Leuchtende Kinderaugen am ersten Schwimmtag

Er hat die Bilder von der ersten Schwimmstunde im April nach langer Corona-Durststrecke vor Augen. „Vor dem Eingang standen Kinder und Eltern bei Schneeregen und Kälte. Sie hatten dennoch leuchtende Augen, weil der Kurs ihnen einen Hauch von Normalität signalisierte.“

Dominique Herrmann ist mit Leib und Seele Schwimmlehrer. Die ausgefallenen Schwimmkurse in der Pandemie sieht er mit großer Sorge: „Wir haben einen Jahrgang der Nichtschwimmer“, sagt er.
Dominique Herrmann ist mit Leib und Seele Schwimmlehrer. Die ausgefallenen Schwimmkurse in der Pandemie sieht er mit großer Sorge: „Wir haben einen Jahrgang der Nichtschwimmer“, sagt er. © FUNKE Foto Services | Ralf Rottmann

Und doch: Die größtenteils ausgefallenen Schwimmkurse und der fehlende schulische Schwimmunterricht in der Pandemie haben den gefährlichen Trend zum Nichtschwimmen in Deutschland massiv verstärkt. „Wir haben einen Jahrgang der Nichtschwimmer“, sagt Dominique Herrmann, „eine katastrophale Entwicklung.“

Zahl der Badeunfälle könnte steigen

Der Lehrer aus Menden will nicht allzu pessimistisch klingen. Aber: „Es ist zu befürchten, dass die Zahl der Badeunfälle weiter steigt.“

Wenn er früher in einer fünften Klasse fragte, wer nicht schwimmen kann, zeigten von 30 Schülern gerade einmal ein oder zwei auf. „Heute kann es gut ein Drittel sein.“

Die Ursache liegt auf der Hand: „Weil immer mehr Bäder geschlossen werden, fehlen die Möglichkeiten, Schwimmunterricht anzubieten.“

Bäderschließungen ein vernachlässigtes Thema

Mit dieser Aussage rennt er bei Klaus Wagner vom Landesverband Westfalen der Deutschen Lebens-Rettungs-Gesellschaft (DLRG) offene Türen ein: „Wie soll man eine Schwimmausbildung machen, wenn kein Bad in der Nähe ist?“ fragt er und spricht von einem vernachlässigten Thema in vielen Kommunen.

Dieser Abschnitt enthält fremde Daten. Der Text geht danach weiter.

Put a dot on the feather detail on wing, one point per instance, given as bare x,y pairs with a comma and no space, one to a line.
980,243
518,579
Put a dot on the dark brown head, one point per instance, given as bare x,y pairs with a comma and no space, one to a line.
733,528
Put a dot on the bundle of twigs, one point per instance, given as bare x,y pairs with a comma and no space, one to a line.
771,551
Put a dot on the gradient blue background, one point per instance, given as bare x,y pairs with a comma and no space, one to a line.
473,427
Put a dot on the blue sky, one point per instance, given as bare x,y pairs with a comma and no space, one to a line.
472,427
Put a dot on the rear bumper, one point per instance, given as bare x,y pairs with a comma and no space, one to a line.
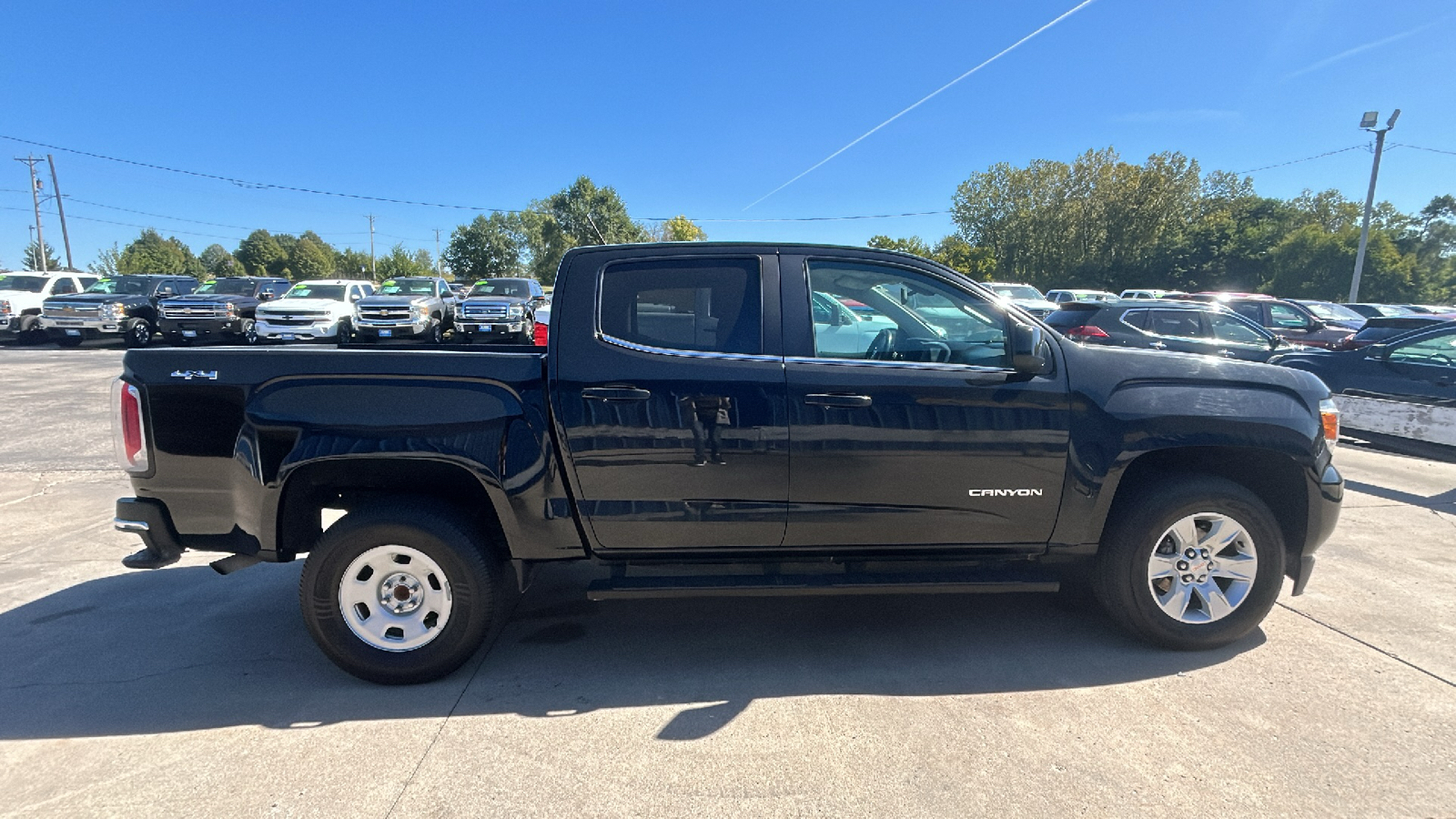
200,329
1327,491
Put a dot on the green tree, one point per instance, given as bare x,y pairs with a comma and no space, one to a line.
33,258
152,254
485,248
679,229
575,216
261,254
108,261
351,264
912,245
217,261
399,263
310,258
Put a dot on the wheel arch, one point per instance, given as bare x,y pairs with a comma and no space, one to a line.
354,482
1273,477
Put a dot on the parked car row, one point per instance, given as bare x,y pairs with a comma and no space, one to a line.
70,308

Das Problem der Nichtschwimmer sei „wegen fehlender Badezeiten bei gleichbleibend hoher Nachfrage“ bereits vor der Pandemie präsent gewesen. „Aber es potenziert sich jetzt immer mehr.“

Personal bei den Lebensrettern könnte knapp werden

Der DLRG-Bundesverband hat jüngst geklagt, dass im Jahr 2020 knapp 75 Prozent weniger Schwimmprüfungen abgenommen wurden. Bei der Seepferdchen-Prüfung lag der Rückgang ebenfalls bei über 70 Prozent. „Durch die Schließung der Bäder wird der Kampf gegen das Ertrinken mit Blick auf den nahenden Sommer zunehmend zum Problem“, sagte DLRG-Präsident Achim Haag.

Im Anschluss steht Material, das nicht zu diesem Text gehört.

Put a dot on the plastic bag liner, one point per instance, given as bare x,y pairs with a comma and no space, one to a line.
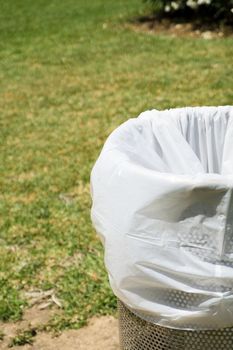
163,206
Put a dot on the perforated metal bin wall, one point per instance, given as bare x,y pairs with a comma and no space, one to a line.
138,334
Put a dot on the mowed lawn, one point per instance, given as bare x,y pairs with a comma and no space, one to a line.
70,72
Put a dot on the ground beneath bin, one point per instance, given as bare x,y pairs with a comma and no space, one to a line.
100,333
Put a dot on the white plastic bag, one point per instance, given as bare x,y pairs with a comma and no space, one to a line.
163,206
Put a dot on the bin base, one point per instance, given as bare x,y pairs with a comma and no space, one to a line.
138,334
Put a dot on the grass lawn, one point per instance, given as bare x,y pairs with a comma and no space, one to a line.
70,72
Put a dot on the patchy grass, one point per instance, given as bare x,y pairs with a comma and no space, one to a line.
70,73
23,338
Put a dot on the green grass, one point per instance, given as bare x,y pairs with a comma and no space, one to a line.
70,72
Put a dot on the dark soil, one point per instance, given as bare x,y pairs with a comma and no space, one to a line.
183,26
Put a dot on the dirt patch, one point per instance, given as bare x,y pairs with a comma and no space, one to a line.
101,333
174,28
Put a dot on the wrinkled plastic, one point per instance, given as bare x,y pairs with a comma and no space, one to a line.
163,206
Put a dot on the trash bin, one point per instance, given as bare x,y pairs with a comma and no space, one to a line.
163,207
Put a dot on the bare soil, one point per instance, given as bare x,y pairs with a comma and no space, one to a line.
101,333
174,28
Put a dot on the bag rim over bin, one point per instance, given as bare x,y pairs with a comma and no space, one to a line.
163,207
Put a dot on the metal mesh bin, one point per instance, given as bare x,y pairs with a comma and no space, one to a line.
138,334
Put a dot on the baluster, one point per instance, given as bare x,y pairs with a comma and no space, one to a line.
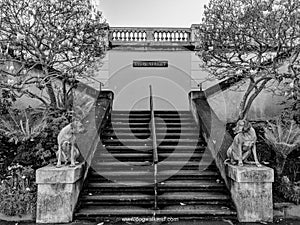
155,36
131,36
127,35
177,36
123,38
180,36
185,35
114,35
164,36
168,36
172,36
159,36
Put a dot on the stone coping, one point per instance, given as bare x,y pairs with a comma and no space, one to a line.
250,173
64,175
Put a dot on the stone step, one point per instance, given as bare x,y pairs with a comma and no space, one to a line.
174,211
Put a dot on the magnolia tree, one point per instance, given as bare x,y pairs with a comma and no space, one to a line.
258,40
45,42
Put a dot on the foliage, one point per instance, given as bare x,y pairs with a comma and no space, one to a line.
21,126
258,40
6,100
33,143
290,190
41,41
78,104
41,151
18,191
283,137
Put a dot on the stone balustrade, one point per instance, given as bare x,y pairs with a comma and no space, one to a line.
153,35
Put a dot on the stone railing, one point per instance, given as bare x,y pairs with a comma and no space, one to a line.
59,188
250,186
153,35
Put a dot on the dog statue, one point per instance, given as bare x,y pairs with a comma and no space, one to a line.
67,151
243,144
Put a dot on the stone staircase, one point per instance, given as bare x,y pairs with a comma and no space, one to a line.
121,179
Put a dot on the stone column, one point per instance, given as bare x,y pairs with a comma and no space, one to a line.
58,191
251,191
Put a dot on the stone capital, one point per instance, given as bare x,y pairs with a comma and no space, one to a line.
63,175
250,173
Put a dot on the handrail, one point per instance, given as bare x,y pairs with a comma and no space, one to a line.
154,144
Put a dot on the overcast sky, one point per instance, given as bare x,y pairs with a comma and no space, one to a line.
152,13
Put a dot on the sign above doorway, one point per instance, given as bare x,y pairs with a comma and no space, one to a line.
161,63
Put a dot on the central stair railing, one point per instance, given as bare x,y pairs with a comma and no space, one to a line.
154,144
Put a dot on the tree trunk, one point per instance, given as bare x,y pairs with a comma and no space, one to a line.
65,97
51,94
248,99
50,91
251,86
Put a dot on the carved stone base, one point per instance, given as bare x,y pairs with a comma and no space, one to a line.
58,190
251,191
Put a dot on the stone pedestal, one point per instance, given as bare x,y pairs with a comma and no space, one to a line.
58,190
251,191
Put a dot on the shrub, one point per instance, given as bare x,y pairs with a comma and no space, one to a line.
283,137
18,191
290,190
37,131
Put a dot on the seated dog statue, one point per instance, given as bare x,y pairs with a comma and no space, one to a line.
67,150
243,144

Weiteres Problem: Irgendwann wird das Personal bei den Lebensrettern wegen fehlenden Nachwuchses knapp, „weil in der Pandemie keine Aufbau-Schwimmkurse stattfinden konnten“, so Klaus Wagner.

Das Seeräuber-Abzeichen nach dem Seepferdchen

Milan, Lya Minel, Luisa und Levin jedenfalls sind in der Schwimmschule Herrmann auf den Geschmack gekommen. Stolz werden sie ihr Seepferdchen präsentieren und dann auf dem Weg zum Deutschen Jugendschwimmabzeichen in Bronze das „Seeräuber“-Abzeichen anpeilen. Wie es sich für richtige Wasserratten gehört.